What’s the biggest surprise of 1973’s “Paper Moon”, the delightful Depression-era comedy about a con artist and the little girl who becomes his sidekick? Is it that Tatum O’Neal could give such a funny, layered performance when she was only 9 years old? Is it that director Peter Bogdanovich could dump his wife Polly Platt for Cybill Shepherd yet still benefit from her terrific creative contributions? (In the accompanying documentary, we realize Platt did the production design, had the key insight of casting Tatum, sewed many of her costumes and even found the location for the memorable closing shot.) Or perhaps the biggest surprise is that Bogdanovich could turn out three classics in a row – “The Last Picture Show,” “What’s Up Doc?” and this – and then doing almost nothing of value ever since. Also just out: Bogdanovich’s 1968 debut “Targets” and one of his many later flops, 1974’s “Daisy Miller.”

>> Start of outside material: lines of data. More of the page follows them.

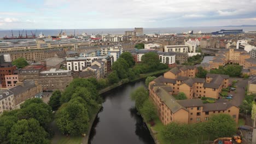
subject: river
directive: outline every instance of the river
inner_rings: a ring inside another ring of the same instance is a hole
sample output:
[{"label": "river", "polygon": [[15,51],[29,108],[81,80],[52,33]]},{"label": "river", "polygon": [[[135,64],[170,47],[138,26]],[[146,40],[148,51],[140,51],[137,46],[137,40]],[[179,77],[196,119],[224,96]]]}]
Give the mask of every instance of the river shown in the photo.
[{"label": "river", "polygon": [[154,143],[130,98],[131,92],[144,86],[144,82],[127,83],[102,95],[104,102],[91,130],[89,143]]}]

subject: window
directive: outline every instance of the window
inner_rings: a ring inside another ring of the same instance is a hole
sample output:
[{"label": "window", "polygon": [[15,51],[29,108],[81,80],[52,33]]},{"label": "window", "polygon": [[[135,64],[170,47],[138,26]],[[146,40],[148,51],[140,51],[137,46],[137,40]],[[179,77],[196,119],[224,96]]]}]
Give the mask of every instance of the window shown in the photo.
[{"label": "window", "polygon": [[199,122],[200,121],[200,117],[197,117],[196,118],[196,122]]}]

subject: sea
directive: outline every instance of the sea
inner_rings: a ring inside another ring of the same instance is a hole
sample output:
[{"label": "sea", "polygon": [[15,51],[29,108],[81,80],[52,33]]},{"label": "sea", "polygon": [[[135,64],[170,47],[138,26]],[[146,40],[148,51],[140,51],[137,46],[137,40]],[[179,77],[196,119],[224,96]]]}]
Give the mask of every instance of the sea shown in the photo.
[{"label": "sea", "polygon": [[[143,33],[146,34],[163,34],[163,33],[181,33],[183,32],[188,32],[190,31],[194,31],[194,33],[197,33],[201,31],[202,33],[211,33],[213,32],[218,31],[220,29],[242,29],[244,32],[247,32],[249,31],[256,31],[256,27],[173,27],[166,28],[143,28]],[[89,35],[92,34],[124,34],[125,31],[133,31],[133,28],[108,28],[108,29],[62,29],[62,32],[65,32],[67,35],[75,35],[82,34],[83,33],[85,33]],[[19,31],[21,34],[23,31],[23,36],[26,35],[26,31],[28,35],[32,35],[31,31],[33,33],[36,32],[36,36],[38,36],[42,32],[45,36],[48,35],[57,35],[61,31],[61,29],[15,29],[13,30],[13,35],[14,37],[19,36]],[[11,37],[11,29],[0,29],[0,38],[3,38],[7,35],[7,37]]]}]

Hello, low I.Q.-ers! Despite years of experience catching all the adult jokes worked into Looney Tunes, it was still a kick to discover all the satire packed into 1961 debut season of “Rocky & Bullwinkle & Friends.” They mocked the Cold War with Boris and Natasha, they mocked do-gooders with Canadian Mountie Dudley Do-Right, and they even mocked the show’s sponsor General Mills. Plus you get segments starring Moose and Squirrel, “Fractured Fairy Tales,” Sherman and Peabody and much more. A gem, with extras including promo spots, commercials and even advice for the lovelorn from a Bullwinkle hand puppet.
Those preferring their sci-fi without satire will snatch up season three of “Babylon 5,” with Bruce Boxleitner in full command and the story lines getting ever more complicated (in a good way).
Anyone caught off-guard by the assured tone of director Iain Softley’s terrific costume drama “Wings of a Dove” hadn’t seen 1993’s “Backbeat.” This sweaty little drama takes an almost impossible premise – depicting the early German tour of a scruffy new band named The Beatles – and manages to turn it into a compelling film (thanks to Ian Hart as Lennon and Stephen Dorff as bassist Stu Sutcliffe). The sensational music is courtesy of a super group including Dave Grohl, David Pirner and Mike Mills.
Also out:
Chris Rock runs for higher office in “Head of State,” but deservedly got a lot less attention than Arnold Schwarzenegger; A professional tracker is called in to capture an AWOL soldier in “The Hunted”, with Tommy Lee Jones, Benicio Del Toro and Connie Nielsen; Hilary Duff charms in the slight comedy “The Lizzie McGuire Movie,” making you wonder how Disney could let her go; Miramax head honchos Harvey and Bob Weinstein direct the 1986 rock ‘n’ roll flick “Playing for Keeps,” featuring Marisa Tomei; the uniquely awful disaster “Sgt. Pepper’s Lonely Hearts Club Band”; and Ray McAnally’s engaging central performance as a socialist prime minister taking flak on all sides in the creaky but fun political thriller “A Very British Coup.”
Next Tuesday:
Oscar-winning musical “Chicago”; Bob Fosse’s searingly autobiographical “All That Jazz”; Michael Moore’s muckraking hits “Bowling for Columbine” and “Roger & Me”; and for those anticipating another possible tour by the duo, “Simon & Garfunkel: The Concert in Central Park.”